Na Assembleia da República, durante o debate de urgência sobre precariedade agendado pelo grupo parlamentar do Bloco de Esquerda, o Ministro afirmou «a importância e urgência de aprovar medidas concretas e capazes de continuar a mudar o mercado de trabalho em Portugal».

Vieira da Silva destacou a «evolução muito positiva» a que o País tem assistido nos últimos três anos mas realçou que «ainda não é suficiente» para aquilo que é a ambição do Governo.

Portugal tem de «enfrentar os problemas sem pôr em causa a capacidade para criar emprego e emprego de qualidade, em particular para os jovens», combater as formas mais gravosas de precariedade, reforçar a negociação coletiva e o diálogo social e «garantir amplos apoios na sociedade portuguesa para uma agenda de promoção da qualidade do emprego».

«Mais emprego.
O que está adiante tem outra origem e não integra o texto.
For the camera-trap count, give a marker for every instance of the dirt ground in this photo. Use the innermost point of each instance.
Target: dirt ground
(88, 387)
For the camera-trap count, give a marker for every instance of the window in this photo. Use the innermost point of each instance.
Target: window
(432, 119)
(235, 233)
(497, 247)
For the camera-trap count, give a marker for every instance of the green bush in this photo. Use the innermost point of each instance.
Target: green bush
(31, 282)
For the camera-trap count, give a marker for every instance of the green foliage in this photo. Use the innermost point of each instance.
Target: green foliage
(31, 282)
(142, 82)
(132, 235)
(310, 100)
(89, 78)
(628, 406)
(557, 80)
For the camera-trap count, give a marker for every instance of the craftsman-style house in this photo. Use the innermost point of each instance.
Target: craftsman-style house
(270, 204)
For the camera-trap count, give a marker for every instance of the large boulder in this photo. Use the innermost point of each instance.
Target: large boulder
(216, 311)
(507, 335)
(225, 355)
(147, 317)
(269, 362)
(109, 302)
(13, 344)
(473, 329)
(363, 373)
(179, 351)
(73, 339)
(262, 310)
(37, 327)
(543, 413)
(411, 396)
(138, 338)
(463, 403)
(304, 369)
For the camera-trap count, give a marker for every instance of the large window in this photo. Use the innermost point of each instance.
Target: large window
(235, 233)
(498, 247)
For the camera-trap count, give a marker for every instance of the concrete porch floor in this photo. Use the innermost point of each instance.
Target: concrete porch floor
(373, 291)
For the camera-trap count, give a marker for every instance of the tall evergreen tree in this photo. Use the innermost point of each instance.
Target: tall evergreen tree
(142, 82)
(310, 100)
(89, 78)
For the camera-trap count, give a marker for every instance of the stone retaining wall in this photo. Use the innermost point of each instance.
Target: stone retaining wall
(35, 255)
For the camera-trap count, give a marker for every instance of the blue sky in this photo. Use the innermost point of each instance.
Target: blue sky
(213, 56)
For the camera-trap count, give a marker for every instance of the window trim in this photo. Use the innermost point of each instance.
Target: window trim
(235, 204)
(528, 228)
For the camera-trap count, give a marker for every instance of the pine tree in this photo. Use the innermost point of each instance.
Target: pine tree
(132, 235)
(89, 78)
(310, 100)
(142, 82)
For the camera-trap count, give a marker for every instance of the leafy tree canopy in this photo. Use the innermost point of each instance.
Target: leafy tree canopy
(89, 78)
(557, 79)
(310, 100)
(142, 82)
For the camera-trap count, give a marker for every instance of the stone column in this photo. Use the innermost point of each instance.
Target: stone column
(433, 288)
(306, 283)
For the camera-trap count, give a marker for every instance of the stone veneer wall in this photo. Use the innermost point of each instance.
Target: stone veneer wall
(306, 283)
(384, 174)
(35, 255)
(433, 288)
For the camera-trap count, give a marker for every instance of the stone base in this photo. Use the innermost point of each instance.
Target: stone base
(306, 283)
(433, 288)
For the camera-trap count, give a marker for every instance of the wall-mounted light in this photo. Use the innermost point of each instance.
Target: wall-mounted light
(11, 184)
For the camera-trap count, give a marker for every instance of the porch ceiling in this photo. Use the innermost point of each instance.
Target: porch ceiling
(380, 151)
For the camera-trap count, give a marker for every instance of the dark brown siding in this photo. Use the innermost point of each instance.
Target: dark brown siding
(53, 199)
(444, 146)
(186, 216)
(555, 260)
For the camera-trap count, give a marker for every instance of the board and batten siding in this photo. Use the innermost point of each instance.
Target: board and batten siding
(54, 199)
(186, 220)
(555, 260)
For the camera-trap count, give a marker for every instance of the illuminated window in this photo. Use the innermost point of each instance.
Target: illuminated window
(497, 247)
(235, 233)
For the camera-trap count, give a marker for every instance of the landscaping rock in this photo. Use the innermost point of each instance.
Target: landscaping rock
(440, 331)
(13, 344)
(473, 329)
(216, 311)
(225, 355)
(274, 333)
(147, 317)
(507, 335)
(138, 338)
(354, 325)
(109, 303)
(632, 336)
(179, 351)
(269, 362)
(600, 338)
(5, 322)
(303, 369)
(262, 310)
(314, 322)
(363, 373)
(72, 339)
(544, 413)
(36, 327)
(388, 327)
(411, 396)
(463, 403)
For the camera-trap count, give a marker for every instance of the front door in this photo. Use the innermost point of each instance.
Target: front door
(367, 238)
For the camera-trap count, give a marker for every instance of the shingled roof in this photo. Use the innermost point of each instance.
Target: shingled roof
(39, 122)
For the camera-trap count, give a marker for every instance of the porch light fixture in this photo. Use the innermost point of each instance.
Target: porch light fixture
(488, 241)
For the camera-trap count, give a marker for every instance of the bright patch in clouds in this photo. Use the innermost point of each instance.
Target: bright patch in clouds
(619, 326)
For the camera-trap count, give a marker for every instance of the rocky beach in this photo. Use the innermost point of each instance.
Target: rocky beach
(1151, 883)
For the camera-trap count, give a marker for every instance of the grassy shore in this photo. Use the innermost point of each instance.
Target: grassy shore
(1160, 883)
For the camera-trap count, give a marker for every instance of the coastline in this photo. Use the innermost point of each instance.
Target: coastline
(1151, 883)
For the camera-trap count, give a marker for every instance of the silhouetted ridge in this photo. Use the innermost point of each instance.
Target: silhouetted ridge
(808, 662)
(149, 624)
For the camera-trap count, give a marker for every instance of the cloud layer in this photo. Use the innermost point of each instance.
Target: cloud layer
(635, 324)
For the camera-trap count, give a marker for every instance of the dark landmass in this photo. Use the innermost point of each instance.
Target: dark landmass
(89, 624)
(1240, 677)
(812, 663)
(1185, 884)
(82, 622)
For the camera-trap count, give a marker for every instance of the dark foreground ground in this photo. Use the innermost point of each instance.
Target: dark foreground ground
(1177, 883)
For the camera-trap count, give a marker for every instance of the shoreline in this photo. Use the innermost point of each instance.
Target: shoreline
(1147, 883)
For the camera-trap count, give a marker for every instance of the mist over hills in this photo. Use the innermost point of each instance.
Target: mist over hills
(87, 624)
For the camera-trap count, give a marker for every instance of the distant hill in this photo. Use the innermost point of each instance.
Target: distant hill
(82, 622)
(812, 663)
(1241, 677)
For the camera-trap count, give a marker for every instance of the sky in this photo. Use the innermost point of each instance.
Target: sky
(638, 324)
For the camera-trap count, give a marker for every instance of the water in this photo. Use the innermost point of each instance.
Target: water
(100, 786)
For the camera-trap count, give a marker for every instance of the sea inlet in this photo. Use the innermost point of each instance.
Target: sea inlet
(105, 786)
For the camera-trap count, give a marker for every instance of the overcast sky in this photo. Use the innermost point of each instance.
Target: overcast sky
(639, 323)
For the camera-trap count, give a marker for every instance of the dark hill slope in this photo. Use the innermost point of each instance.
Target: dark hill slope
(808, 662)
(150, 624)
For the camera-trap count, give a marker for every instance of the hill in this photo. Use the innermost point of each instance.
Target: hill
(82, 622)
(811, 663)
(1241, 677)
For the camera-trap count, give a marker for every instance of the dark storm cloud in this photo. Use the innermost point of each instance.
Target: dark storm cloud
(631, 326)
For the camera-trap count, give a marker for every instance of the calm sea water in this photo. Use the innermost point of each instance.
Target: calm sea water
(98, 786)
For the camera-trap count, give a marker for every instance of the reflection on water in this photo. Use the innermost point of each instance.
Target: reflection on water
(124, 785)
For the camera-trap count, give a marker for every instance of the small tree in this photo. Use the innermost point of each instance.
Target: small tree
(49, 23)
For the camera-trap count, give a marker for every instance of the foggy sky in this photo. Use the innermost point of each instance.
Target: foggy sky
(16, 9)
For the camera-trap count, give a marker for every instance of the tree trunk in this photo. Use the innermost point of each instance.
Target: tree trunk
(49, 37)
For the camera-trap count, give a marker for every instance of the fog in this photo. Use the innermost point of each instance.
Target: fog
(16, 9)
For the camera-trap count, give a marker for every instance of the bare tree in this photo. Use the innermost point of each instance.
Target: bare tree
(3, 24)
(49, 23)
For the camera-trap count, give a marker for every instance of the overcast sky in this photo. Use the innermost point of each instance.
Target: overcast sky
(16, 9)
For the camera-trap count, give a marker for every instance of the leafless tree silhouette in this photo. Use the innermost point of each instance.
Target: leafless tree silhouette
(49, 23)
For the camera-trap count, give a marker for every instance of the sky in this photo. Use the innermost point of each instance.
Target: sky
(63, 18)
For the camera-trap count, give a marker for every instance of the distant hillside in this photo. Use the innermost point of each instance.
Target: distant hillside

Mais emprego a tempo inteiro e com contratos permanentes. Melhores salários. Melhores horizontes de qualificação e progressão profissional», acrescentou Vieira da Silva, enumerando os objetivos prioritários do Governo do mercado de trabalho.

Indicadores positivos da economia portuguesa

O Ministro sublinhou a «evolução muito positiva» da economia portuguesa, alicerçada na redução da taxa de desemprego para 6,8% no primeiro trimestre de 2019, pelo acréscimo de 359 mil empregados entre dezembro de 2015 e fevereiro de 2019 e pela redução de 47 mil jovens desempregados desde o final de 2015.

«Há hoje em Portugal menos 43 mil trabalhadores a tempo parcial do que há três anos. Menos 57 mil pessoas em situação de subemprego a tempo parcial. Menos mil pessoas em situação de trabalho familiar não remunerado. Menos sete mil trabalhadores independentes», sublinhou.

Vieira da Silva referiu ainda que «dos mais de 350 000 empregos líquidos criados ao longo dos últimos três anos, a maior parte são empregos permanentes». «O rendimento salarial médio líquido dos trabalhadores por conta de outrem subiu 8,2% em três anos. Quase quatro em cada 10 dos empregos líquidos criados têm remunerações acima dos 1200 euros por mês», acrescentou.

O Ministro disse também que «a taxa de pobreza entre os trabalhadores desceu de 10,9 em 2015 para 9,7 em 2017» e que «a desigualdade entre os 80% mais ricos e os 20% mais pobres desceu de 5,9 para 5,2».

«Estes são resultados conseguidos graças a um significativo dinamismo económico e uma estratégia macroeconómica sólida e, desde logo, pela reposição dos rendimentos dos trabalhadores e famílias», frisou, salientando também a importância da reposição dos níveis de confiança de todos os agentes e de uma mudança nas políticas ativas que estão, agora, «claramente orientadas para a promoção do emprego estável e de qualidade».